Lors de la première manche de l’expérimentation, les critères d’attribution étaient assez flous. “L’expérimentation des nouveaux modes de rémunération porte en elle trois particularités, peut-on lire sur le site de la Fédération française des maisons et pôles de santé (FFMPS), du Dr. Pierre de Haas. Elle s’adresse à une équipe de soins de proximité dans sa totalité, elle alloue une somme forfaitaire à l’équipe de soins pour la coordination sans imposer de modalités précises dans leur utilisation et enfin, le montant de cette somme est en partie calculé sur le nombre de patients inscrits dans la maison de santé”. Sont inclus dans l’expérimentation : le temps de coordination de la structure, le financement de nouveaux services tels éducation thérapeutique ou soins coordonnés autour de patients fragiles (ESPREC), la coopération entre professionnels dans le cadre du transfert de compétences (expérimentation ASALEE avec les infirmières par exemple). Enfin, des rémunérations particulières type capitation peuvent être proposées pour des pathologies chroniques. Une approche par modules, encouragées par le directeur de la caisse nationale d’assurance maladie, Frédéric Van Roekeghem.

Mais au fil des années, les choses se sont affinées. Les équipes éligibles devaient offrir, au minimum, comme le rapporte « Le Médecin de France », un secrétariat partagé pour l’accès aux soins, un travail en équipe concrétisé par une concertation sur certains dossiers, des protocoles pluriprofessionnels, des stages professionnels, des documents de synthèses transmissibles aux hôpitaux, et des dossiers personnalisés garantissant l’information. Et c’est sur ce dernier point que les positions se radicalisent.

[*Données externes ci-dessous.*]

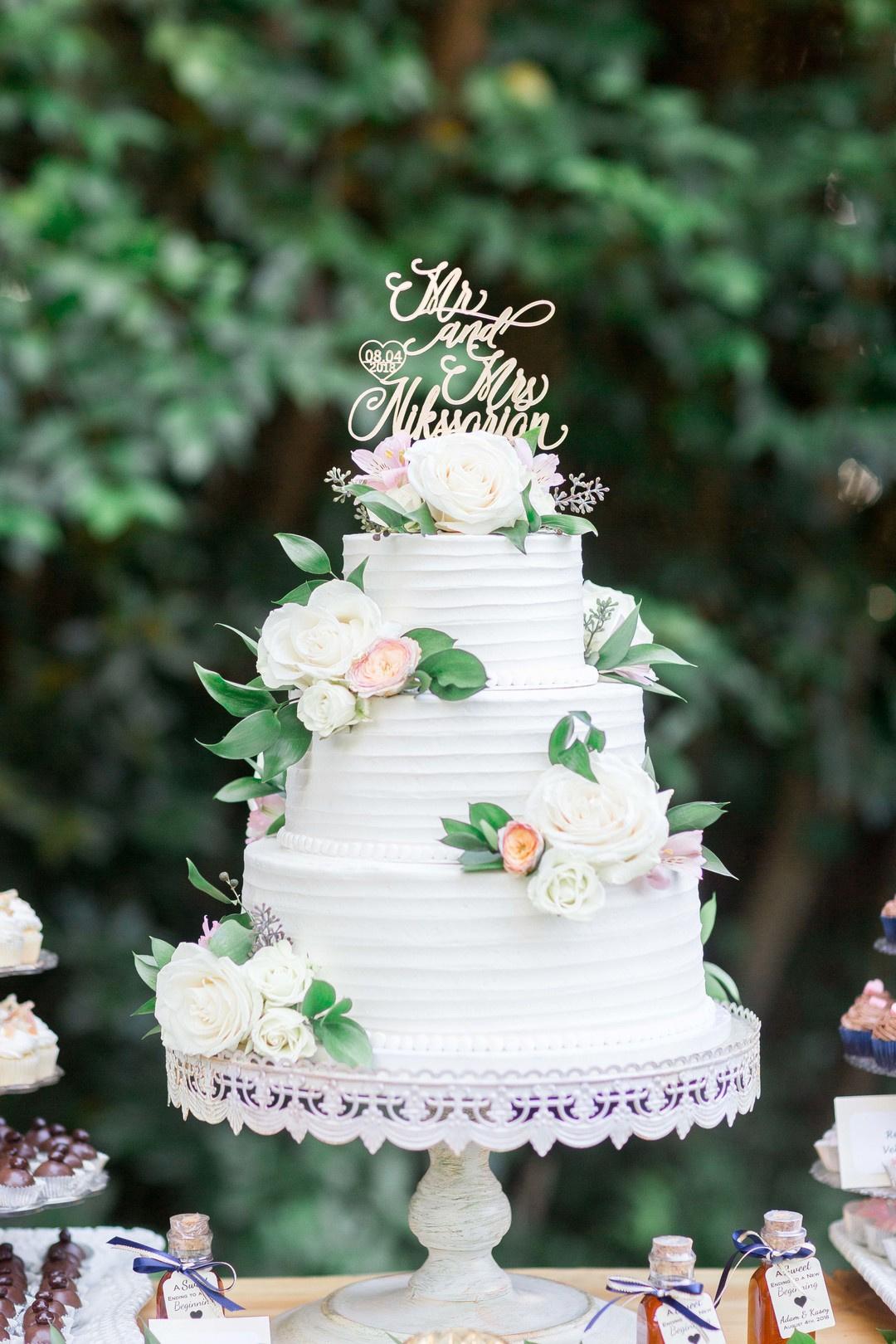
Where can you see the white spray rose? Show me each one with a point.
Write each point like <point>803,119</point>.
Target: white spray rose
<point>304,644</point>
<point>204,1004</point>
<point>472,483</point>
<point>280,973</point>
<point>325,707</point>
<point>566,884</point>
<point>282,1034</point>
<point>596,598</point>
<point>618,824</point>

“Lors du dernier comité de pilotage, il a été dit très clairement qu’un système d’information identique entre médecins était obligatoire pour qu’une structure soit éligible à la deuxième vague d’ENMR en 2014, relate le Dr Duquesnel, sans pour autant imposer que cela soit entre TOUS les médecins. Or, si la chose est aisément envisageable en maison de santé pluriprofessionnelle, c’est loin d’être le cas en pôles de santé éclaté avec plusieurs cabinets satellites. Il y a en effet un long chemin à parcourir avant d’avoir un outil unique, souvent d’ailleurs un logiciel pluriprofessionnel, et c’est donc bien plus difficile”, regrette le patron de l’UNOF-CSMF.

Contrairement à ce qui avait été annoncé au comité de pilotage, le Ministère a donné l’ordre aux ARS de ne sélectionner que les regroupements où la totalité des médecins partagent le même logiciel.

Avec des critères aussi stricts, beaucoup de pôles de santé multi sites qui font pourtant beaucoup de coordination pluri professionnelle ne seront pas éligibles car ils n’ont pas de logiciel unique. Dans le cas personnel de mon pôle de santé, notre logiciel pluri professionnel n’est pas encore opérationnel, et je n’aurais donc pas postuler aux NMR 2014 alors que nous en bénéficions depuis 3 ans”, ironise le Dr Duquesnel, expérimentateur de la première vague, qui regrette la prévalence de cette logique par patientèle et par maison mono site, défendue par la Fédération Française des Maisons et Pôles de Santé (FFMPS), alors que la stratégie nationale de santé privilégie une approche territoriale.

Il n’empêche, de nombreuses ARS critiqueraient en off, l’obligation de respecter des critères jugés trop stricts car laissant sur le côté des professionnels très impliqués, mais pas encore suffisamment outillés. Au risque de les décourager.

A l’avenir, les modalités de versement des NMR se feront par le truchement de l’accord conventionnel interprofessionnel négocié entre l’assurance maladie et l’Union nationale de professions de santé (UNPS). La négociation qui débutera en mars, a été rendu possible par la loi de financement de la sécurité sociale 2013 et Marisol Touraine, irritée de ce retard, a déclaré qu’elle n’hésiterait pas à intervenir si les partenaires ne parvenaient pas à conclure.